La personne qui écrit quelque chose doit pouvoir en assumer les conséquences à vie. (affaire Frederic Miterrand récemment). Que ce soit sur un support livre ou informatique, qu'elle est la différence.
En revanche, le possibilité de supprimer ses données enregistrer par google et facebook me parait nécessaire, et cette possibilité existe.
suppression de compte sur facebook(et non désactivation)
www.google.com/dashboard/ pour google depuis quelques jours
Sachant que donner la possibilité d'éditer tous ses messages à quelqu'un est assez difficile. On perd la cohérence d'un fil si les discussion sont supprimées ou changent. C'est pour cela qu'en général, on a le droit d'éditer, jusqu'au moment ou l'on reçoit une réponse.
De argiope
chatouille ou pique, c'est selon | 22H16 | 11/11/2009 |
Vous avez lu les conditions générales de Gmail? Je trouve ça sidérant.
http://www.google.com/accounts/TOS?loc=CH&hl=fr
11.1 "...vous acceptez de concéder à Google une licence perpétuelle, irrévocable, pour le monde entier, à titre gratuit et non-exclusive pour reproduire, adapter, modifier, traduire, publier, représenter, afficher et distribuer tout Contenu que vous soumettez, affichez ou publiez..."
11.3 "...Vous reconnaissez que Google, dans l'exécution des étapes techniques requises pour fournir les Services à ses utilisateurs, peut (a) transmettre ou distribuer votre Contenu sur différents réseaux publics et sur plusieurs supports..."
à argiope
De VyGER
Ingénieur informaticien | 23H18 | 12/11/2009 |
Ce sont les conditions générales pour tous les Services de Google.
Chrome fait exception sur le paragraphe 11, car il n'est pas nécessaire d'avoir un compte Google pour l'utiliser et la clause a été retiré pour Chrome uniquement (sous la pression quand même).
Le perpétuelle et irrévocable du 11.1 est abusif.
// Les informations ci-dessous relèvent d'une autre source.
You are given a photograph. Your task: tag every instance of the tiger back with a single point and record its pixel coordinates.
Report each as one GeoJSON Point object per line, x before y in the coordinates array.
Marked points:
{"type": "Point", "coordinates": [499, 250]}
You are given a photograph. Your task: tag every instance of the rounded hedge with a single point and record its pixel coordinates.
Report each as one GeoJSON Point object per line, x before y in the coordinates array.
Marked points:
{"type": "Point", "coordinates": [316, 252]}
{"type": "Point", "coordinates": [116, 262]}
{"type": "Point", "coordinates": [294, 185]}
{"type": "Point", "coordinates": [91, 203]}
Il serait sûrement jugé ainsi si une affaire mettant en cause une utilisation abusive des données était portée devant un tribunal. D'ailleurs Facebook avait pris la même route et a fait marche arrière. Ca devrait évoluer côté Google aussi, espérons.
C'est ce qui autorise le fonctionnement de Picasa Web, des filtres anti-spam et anti-hameçonnage, l'intégration entre les différents services etc.
Il suffirait que ce soit révocable (au minimum par la suppression du Contenu modulo un délai pour la mise à jour des caches) pour que ce soit tout a fait correcte.
Le 11.3 ne pose pas de problème et est indispensable. Elle se retrouve un peu partout (par exemple sur MSN). Ca permet de couvrir tous les modes de transmissions qui peuvent être utilisé (Internet, 3G, SMS) et l'adaptation du Contenu à l'appareil cible (une photo en 2048x1024 sur un mobile, ça le fait pas).
De jmax
20H23 | 11/11/2009 |
le vrai problème ne vient pas d'un commentaire laissé sur un forum car effectivement, on peut utiliser des pseudos mais si, par exemple, on habite à Tarnac ou à Outreau et on se fait serrer par les flics. Le nom est sorti dans une dépêche AFP ou autre et là c'est fiché à perpette
à jmax
De zakhiel
Etudiant | 20H24 | 11/11/2009 |
Si vous avez un casier judiciaire, l'employeur peut le vérifier sans internet...
De plus pour les petits délits, les noms cités dans la presse sont souvent changés.